Unethical Reporting and Bias
While 'hard cases' may make 'bad laws,' they do make good news stories. Disabled rights groups join opponents of euthanasia in criticising the way media handle stories where a parent or spouse murders a disabled 'loved one.' Too often, they say, media portray the killer as having acted out of love and compassion. There is also criticism over the terminology used, which stories are covered and which are ignored because they don't fit a particular viewpoint.

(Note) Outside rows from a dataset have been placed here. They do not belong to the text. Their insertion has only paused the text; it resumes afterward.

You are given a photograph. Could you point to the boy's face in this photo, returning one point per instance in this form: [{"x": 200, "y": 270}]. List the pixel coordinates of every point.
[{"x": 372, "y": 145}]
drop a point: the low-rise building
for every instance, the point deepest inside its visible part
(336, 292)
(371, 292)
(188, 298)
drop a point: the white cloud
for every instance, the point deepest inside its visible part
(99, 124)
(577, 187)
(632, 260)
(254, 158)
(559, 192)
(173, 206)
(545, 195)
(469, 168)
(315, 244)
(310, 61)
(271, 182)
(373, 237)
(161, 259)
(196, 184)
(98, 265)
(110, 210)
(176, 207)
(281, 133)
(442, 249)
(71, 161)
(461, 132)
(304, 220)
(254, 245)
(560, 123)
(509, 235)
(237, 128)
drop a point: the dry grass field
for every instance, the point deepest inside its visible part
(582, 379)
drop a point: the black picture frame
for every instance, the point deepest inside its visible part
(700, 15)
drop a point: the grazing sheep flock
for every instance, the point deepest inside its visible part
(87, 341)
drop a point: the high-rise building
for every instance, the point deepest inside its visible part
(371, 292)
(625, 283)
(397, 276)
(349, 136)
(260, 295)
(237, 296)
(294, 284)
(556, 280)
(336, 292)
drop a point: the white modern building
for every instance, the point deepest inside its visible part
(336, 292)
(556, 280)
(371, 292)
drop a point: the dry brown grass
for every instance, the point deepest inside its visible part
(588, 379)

The media have a huge influence in ethical debates by the way they cover a story. People at both ends of the euthanasia controversy often feel frustrated that they have been portrayed inaccurately, or that their comments have been quoted out of context. Media have a responsibility to report the facts in an unbiased manner rather than putting their own slant on an issue and ignoring what does not fit into someone's particular agenda. With the Internet, it has become easier for the general public to find out details the media have neglected to report, resulting in a certain scepticism for what we see and hear from mainstream media.
Public opinion polls
Public surveys usually are reported as being overwhelmingly in favour of assisted suicide. Advocates of euthanasia and assisted suicide use this information to demand legal change. It is important to note though, that a clear majority of the following people oppose assisted suicide: the elderly, those who are physically and mentally ill and experiencing pain, the poor, and ethnic minorities. Those most likely to support it are white, male, wealthy, educated and in good health. Another important factor to consider is the language used in the survey. For instance, when the word suicide is used, support drops.